Test-driven development with an LLM for fun and profit

1. erlapso ◴[17 Jan 25 11:13 UTC] No.42736336[source]▶

Super interesting approach! We've been working on the opposite - always getting your Unit tests written with every PR. The idea is that you don't have to bother running or writing them, you just get them delivered in your Github repo. You can check it out here https://www.codebeaver.ai

replies(2): >>42736448 #>>42737625 #

2. zild3d ◴[17 Jan 25 11:31 UTC] No.42736448[source]▶

>>42736336 (TP) #

First, I'm a fan of LLMs reducing friction in tests, but I would be concerned with the false sense of confidence here. The demo gif shows "hey I wrote your tests and they pass, go ahead and merge them"

OP makes a valid point

> Now we contend with the “who guards the guard” problem. Because LLMs are unreliable agents, it might so happen that Claude just scammed us by spitting out useless (or otherwise low-effort) test cases. [...] So it’s time to introduce some human input in the form of additional test cases, which is made extra convenient since the model already provided the overall structure of our test. If those cases pass, we can be reasonably confident in integrating this function into our codebase.

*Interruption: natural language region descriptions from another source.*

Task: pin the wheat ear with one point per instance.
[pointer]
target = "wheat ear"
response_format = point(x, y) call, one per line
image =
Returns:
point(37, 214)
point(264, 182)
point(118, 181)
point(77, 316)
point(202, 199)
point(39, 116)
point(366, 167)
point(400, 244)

In our repos, I would love to have an LLM tool/product that helps out with test writing, but the workflow certainly needs to have some human in the loop for the time being. More like "Here I got you started with test coverage, add a few more of your own" or "Give me a few bullet points of cases that should pass or fail" and review the test code, not "go ahead and merge these tests I wrote for you"

3. lolinder ◴[17 Jan 25 14:06 UTC] No.42737625[source]▶

>>42736336 (TP) #

Test driven development is sequenced the way it is for a reason. Getting a failing test first builds confidence that the test is, you know, actually testing something. And the process of writing the tests is often where the largest amount of reasoning about design choices takes place.

Having an LLM generate the tests after you've already written the code for them is super counterproductive. Who knows whether those tests actually test anything?

I know this gets into "I wanted AI to do my laundry, not my art" territory, but a far more rational division of labor is for the humans to write the tests (maybe with the assistance of an autocomplete model) and give those as context for the AI. Humans are way better at thinking of edge cases and design constraints than the models are at this point in the game.